Le peuple, en sa plus haute idée, se trouve difficilement dans le peuple. Que je l'observe ici ou là, ce n'est pas lui, c'est telle classe, telle forme partielle du peuple, altérée et éphémère. Il n'est dans sa vérité, à sa plus haute puissance, que dans l'homme de génie; en lui réside la grande âme... Tout le monde s'étonne de voir les masses inertes vibrer au moindre mot qu'il dit, les bruits de l'Océan se taire devant cette voix, la vague populaire traîner à ses pieds... Pourquoi donc s'en étonner? Cette voix, c'est celle du peuple; muet en lui-même, il parle en cet homme, et Dieu avec lui. C'est là vraiment qu'on peut dire: «Vox populi, vox Dei.»

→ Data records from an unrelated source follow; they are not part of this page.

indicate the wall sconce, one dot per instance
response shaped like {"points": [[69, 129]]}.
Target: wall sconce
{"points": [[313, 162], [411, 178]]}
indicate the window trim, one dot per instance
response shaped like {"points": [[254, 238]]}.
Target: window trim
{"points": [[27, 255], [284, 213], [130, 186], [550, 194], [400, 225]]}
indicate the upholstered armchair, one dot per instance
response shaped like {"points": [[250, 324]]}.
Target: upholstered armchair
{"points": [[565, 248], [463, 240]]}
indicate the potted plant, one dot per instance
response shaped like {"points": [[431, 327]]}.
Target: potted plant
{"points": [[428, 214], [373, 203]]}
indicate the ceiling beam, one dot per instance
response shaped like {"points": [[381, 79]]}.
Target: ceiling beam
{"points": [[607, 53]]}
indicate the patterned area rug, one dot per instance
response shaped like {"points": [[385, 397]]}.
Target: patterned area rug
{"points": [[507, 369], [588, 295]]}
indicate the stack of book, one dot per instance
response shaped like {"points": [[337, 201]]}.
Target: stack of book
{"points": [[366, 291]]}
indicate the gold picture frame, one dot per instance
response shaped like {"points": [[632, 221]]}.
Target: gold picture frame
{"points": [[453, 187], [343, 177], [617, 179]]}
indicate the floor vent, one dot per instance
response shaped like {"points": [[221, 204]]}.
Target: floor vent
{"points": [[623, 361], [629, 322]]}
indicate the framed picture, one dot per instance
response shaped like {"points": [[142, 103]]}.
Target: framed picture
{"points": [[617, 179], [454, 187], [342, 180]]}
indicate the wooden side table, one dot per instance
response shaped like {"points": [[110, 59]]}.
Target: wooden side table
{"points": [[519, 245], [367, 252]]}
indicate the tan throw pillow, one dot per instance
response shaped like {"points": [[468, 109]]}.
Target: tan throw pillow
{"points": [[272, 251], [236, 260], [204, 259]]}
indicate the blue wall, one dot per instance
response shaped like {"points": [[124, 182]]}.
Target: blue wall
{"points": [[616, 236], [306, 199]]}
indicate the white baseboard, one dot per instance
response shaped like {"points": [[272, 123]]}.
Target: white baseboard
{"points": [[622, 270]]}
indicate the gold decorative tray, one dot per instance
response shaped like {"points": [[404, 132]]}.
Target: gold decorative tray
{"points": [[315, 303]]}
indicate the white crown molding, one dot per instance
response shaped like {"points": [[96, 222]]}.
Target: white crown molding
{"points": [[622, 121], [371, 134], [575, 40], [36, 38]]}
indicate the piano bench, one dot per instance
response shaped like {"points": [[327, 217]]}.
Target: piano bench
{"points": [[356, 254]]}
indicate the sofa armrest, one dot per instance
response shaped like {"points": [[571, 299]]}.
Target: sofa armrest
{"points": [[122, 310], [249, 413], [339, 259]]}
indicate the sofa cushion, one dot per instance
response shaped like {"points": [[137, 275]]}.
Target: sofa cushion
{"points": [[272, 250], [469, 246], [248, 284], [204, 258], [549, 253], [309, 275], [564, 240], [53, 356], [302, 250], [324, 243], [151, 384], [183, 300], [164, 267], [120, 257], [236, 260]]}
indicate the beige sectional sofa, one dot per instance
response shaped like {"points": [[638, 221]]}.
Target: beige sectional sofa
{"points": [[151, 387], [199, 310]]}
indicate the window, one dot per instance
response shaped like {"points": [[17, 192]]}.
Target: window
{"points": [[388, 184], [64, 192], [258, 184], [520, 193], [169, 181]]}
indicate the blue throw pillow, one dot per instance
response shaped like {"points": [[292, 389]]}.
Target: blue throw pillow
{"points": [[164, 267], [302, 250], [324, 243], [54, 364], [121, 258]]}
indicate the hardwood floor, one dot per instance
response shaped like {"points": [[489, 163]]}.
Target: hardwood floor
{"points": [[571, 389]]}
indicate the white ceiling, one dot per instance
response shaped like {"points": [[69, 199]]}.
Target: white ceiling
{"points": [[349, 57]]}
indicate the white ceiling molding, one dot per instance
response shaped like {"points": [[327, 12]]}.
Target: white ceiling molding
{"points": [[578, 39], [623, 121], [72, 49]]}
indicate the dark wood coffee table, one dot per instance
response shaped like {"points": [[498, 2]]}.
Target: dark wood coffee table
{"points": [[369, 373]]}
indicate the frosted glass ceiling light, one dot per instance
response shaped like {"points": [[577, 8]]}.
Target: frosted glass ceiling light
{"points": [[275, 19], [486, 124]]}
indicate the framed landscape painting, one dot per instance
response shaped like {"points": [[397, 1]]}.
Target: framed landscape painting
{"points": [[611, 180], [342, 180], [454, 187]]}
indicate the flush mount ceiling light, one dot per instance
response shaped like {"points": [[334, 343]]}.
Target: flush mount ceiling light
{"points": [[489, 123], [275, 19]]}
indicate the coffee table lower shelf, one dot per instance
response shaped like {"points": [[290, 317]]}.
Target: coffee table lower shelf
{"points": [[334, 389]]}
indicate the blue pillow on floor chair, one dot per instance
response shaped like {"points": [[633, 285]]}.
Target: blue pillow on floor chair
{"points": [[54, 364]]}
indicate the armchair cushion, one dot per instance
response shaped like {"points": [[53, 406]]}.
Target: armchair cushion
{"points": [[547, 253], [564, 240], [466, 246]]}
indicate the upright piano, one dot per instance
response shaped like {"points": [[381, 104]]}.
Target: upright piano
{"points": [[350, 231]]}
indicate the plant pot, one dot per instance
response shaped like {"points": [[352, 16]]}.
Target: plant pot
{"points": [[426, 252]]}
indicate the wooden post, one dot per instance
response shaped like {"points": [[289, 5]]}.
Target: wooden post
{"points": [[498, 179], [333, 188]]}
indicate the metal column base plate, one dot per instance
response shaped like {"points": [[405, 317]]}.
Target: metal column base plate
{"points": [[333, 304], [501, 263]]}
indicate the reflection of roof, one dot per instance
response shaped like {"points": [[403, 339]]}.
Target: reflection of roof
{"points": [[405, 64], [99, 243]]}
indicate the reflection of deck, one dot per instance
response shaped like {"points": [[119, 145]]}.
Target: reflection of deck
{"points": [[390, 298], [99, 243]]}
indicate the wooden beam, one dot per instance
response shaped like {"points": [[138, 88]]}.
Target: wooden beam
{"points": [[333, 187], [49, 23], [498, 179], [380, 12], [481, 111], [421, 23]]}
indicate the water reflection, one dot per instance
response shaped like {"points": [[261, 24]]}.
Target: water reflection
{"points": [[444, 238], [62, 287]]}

Est-ce un Dieu, ou est-ce un homme? Faut-il, pour l'instinct du génie, que nous cherchions des noms mystiques, inspiration? révélation?—C'est la tendance du vulgaire; il lui faut se forger des dieux.—«L'instinct? la nature? Fi! disent-ils. Si ce n'était que l'instinct, nous ne serions pas entraînés... C'est l'inspiration d'en haut, c'est le bien-aimé de Dieu, c'est un Dieu, un nouveau messie!»—Plutôt que d'admirer un homme, d'admettre la supériorité de son semblable, on le fera inspiré de Dieu, Dieu s'il le faut; chacun se dit qu'il n'a pas fallu moins qu'un rayon surnaturel pour l'éblouir à ce point... Ainsi, l'on met hors de la nature, hors de l'observation et de la science, celui qui fut la vraie nature, celui que la science, entre tous, devait observer; on exclut de l'humanité celui qui seul était homme... Cet homme par excellence, une imprudente adoration le rejette au ciel, l'isole de la terre des vivants, où il avait sa racine... Eh! laissez-le donc parmi nous, celui qui fait la vie d'ici-bas. Qu'il reste homme, qu'il reste peuple. Ne le séparez pas des enfants, des pauvres et des simples, où il a son cœur, pour l'exiler sur un autel. Qu'il soit enveloppé dans cette foule dont il est l'esprit, qu'il plonge en pleine vie féconde, vive avec nous, souffre avec nous; il puisera dans la participation de nos souffrances et de nos faiblesses la force que Dieu y a cachée, et qui sera son génie même.
CHAPITRE VIII
L'enfantement du génie, type de l'enfantement social.
Si la perfection n'est point d'ici-bas, ce qui en approche le plus, c'est selon toute apparence l'homme harmonique et fécond qui manifeste son excellence intérieure par une surabondance d'amour et de force, qui la prouve non seulement par des actes passagers, mais par des œuvres immortelles où sa grande âme restera en société avec tout le genre humain. Cette surabondance de dons, cette fécondité, cette création durable, c'est apparemment le signe que là nous devons trouver la plénitude de la nature et le modèle de l'art. L'art social, de tous le plus compliqué, doit bien regarder si ce chef-d'œuvre de Dieu, où la riche diversité s'accorde dans l'unité féconde, ne pourrait lui donner quelques lumières sur l'objet de ses recherches.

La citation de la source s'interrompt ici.